# Nordic Stove Erik Jr. manual



## ErikTheCat (Jan 6, 2018)

Just found my copy of 10-page Nordic Stoves "Erik Jr. MH and Designer's Series Owner's Manual," plus what must have been front/back spec/sales sheet. Know how frustrating it can be to find online so I can make copies available. BTW, it shows: Nordic Stove Division, American Road Equipment Co., with Omaha, Neb., address and phone numbers.


----------



## begreen (Jan 6, 2018)

If you can copy up a pdf of the manual and post it to this thread that would be great.


----------



## Cedaredge (Jan 31, 2018)

I too could use a copy of this manual, if one were made available here (PDF). I recently purchased an older Erik Jr. stove, without a manual or any instructions. My problem is that I cannot throttle down the 'under-fire' air for a slow burn. I am hoping the owners manual can shed light on this issue.


----------



## wstnodak (Aug 8, 2018)

Was anyone able to get this manual?


----------



## Lindy (Mar 4, 2019)

I have a Erik Jr. Elite M and would like a copy of the manual. What do you need from me to get a copy?




ErikTheCat said:


> Just found my copy of 10-page Nordic Stoves "Erik Jr. MH and Designer's Series Owner's Manual," plus what must have been front/back spec/sales sheet. Know how frustrating it can be to find online so I can make copies available. BTW, it shows: Nordic Stove Division, American Road Equipment Co., with Omaha, Neb., address and phone numbers.


----------



## JohnD33 (Aug 14, 2020)

Hi, 

I have a Nordic Erik, Jr. MH Elite (OEMH7321)

If anyone has a manual please  post it as a pdf, that'd be great. Thank you.


----------



## John Janiec (Feb 7, 2021)

If any one has a PDF of the Erik jr manual could you make it available. My email is jjaniec@wowway.com


----------



## John Janiec (Feb 7, 2021)

ErikTheCat said:


> Just found my copy of 10-page Nordic Stoves "Erik Jr. MH and Designer's Series Owner's Manual," plus what must have been front/back spec/sales sheet. Know how frustrating it can be to find online so I can make copies available. BTW, it shows: Nordic Stove Division, American Road Equipment Co., with Omaha, Neb., address and phone numbers.

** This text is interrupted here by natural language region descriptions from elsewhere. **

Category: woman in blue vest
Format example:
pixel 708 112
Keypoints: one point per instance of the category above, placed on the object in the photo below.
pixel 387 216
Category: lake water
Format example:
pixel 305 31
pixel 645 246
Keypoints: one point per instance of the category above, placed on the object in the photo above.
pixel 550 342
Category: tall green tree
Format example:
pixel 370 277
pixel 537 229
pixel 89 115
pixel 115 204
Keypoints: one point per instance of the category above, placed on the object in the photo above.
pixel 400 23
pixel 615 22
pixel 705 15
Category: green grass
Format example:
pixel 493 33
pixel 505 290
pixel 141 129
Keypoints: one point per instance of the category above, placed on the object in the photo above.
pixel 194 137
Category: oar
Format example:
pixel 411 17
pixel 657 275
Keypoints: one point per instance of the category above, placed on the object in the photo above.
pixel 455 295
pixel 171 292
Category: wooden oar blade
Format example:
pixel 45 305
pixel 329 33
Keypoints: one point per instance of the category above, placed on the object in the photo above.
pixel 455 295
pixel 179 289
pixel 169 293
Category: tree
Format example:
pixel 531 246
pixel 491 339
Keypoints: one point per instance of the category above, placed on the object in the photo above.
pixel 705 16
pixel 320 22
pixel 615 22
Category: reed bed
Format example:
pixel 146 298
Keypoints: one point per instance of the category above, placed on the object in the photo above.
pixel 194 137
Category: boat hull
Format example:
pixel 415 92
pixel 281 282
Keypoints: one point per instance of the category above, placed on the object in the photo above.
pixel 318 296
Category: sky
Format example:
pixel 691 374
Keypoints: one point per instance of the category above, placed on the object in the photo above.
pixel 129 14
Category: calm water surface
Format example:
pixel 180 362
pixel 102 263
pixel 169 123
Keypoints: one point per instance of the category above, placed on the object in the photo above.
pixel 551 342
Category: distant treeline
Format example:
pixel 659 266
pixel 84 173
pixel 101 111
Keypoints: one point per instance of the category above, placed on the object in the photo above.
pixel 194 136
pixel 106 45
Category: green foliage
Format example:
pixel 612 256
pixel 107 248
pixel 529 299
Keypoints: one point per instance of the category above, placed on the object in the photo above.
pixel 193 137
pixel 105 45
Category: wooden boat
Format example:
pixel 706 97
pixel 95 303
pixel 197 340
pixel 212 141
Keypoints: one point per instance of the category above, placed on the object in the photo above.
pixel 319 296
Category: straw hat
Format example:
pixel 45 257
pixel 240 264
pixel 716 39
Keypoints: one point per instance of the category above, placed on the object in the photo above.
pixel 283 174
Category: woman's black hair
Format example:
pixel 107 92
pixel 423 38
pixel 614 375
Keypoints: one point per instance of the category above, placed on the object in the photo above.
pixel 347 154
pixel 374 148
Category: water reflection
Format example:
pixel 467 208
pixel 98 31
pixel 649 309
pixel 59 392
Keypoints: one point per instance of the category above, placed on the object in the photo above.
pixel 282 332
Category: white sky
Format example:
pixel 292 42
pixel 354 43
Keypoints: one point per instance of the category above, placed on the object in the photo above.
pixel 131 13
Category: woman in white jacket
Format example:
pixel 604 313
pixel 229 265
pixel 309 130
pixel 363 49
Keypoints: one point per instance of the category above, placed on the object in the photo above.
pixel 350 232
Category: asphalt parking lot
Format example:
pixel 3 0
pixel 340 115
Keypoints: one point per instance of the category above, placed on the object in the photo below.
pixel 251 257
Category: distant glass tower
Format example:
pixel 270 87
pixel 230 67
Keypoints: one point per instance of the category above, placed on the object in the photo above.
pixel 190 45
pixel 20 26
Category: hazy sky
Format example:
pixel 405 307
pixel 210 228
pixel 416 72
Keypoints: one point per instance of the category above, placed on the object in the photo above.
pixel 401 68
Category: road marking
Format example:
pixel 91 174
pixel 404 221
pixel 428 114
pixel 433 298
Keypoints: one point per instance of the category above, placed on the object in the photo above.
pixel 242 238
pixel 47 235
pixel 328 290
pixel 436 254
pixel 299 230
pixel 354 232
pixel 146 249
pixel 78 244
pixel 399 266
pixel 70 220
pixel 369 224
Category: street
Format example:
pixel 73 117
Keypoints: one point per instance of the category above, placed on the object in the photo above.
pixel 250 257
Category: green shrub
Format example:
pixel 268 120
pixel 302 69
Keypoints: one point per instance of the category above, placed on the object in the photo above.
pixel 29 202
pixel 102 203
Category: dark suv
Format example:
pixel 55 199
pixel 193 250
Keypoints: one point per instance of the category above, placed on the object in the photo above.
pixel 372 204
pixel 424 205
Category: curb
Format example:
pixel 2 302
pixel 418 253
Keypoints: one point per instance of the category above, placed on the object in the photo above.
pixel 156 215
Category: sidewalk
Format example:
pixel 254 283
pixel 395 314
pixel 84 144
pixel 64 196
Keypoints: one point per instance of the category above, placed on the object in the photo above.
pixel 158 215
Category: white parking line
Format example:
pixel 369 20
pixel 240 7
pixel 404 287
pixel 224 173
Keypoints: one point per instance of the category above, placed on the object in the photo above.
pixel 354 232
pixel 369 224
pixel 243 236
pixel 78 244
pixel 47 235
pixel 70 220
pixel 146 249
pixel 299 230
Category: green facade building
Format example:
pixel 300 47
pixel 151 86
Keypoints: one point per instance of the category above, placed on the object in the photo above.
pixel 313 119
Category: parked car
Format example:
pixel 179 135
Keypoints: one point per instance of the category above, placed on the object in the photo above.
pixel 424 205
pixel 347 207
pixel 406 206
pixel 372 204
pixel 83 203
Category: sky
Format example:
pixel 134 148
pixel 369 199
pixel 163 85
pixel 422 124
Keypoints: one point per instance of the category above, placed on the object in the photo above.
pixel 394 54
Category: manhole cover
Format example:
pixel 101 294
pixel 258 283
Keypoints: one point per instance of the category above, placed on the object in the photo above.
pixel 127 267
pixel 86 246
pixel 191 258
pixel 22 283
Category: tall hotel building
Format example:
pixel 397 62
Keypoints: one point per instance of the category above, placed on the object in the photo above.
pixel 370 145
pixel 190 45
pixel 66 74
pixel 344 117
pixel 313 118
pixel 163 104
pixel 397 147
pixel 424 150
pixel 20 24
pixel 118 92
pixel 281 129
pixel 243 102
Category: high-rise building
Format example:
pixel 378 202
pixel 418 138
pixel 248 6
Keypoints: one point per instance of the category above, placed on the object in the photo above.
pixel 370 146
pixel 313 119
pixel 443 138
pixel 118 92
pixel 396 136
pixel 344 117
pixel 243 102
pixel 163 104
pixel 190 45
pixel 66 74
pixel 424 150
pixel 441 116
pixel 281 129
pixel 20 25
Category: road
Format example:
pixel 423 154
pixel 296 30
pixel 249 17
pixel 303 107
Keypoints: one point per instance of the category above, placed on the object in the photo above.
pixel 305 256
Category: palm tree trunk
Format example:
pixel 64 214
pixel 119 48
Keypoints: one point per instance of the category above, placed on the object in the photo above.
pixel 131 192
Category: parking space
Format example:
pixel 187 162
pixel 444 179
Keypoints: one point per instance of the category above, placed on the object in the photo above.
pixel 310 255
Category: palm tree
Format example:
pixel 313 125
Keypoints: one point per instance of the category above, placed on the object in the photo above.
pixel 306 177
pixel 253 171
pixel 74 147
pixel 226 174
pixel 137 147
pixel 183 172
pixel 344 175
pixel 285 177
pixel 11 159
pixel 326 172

Do you still have that manual?


----------



## Lefrancia (Oct 23, 2021)

John Janiec said:


> Do you still have that manual?


How do you clean this thing? One of my fans doesn't work and I have no clue how to fix it? I was part of my fireplace when I bought my house in 2015. We barely use it because I do not know anything about it.


----------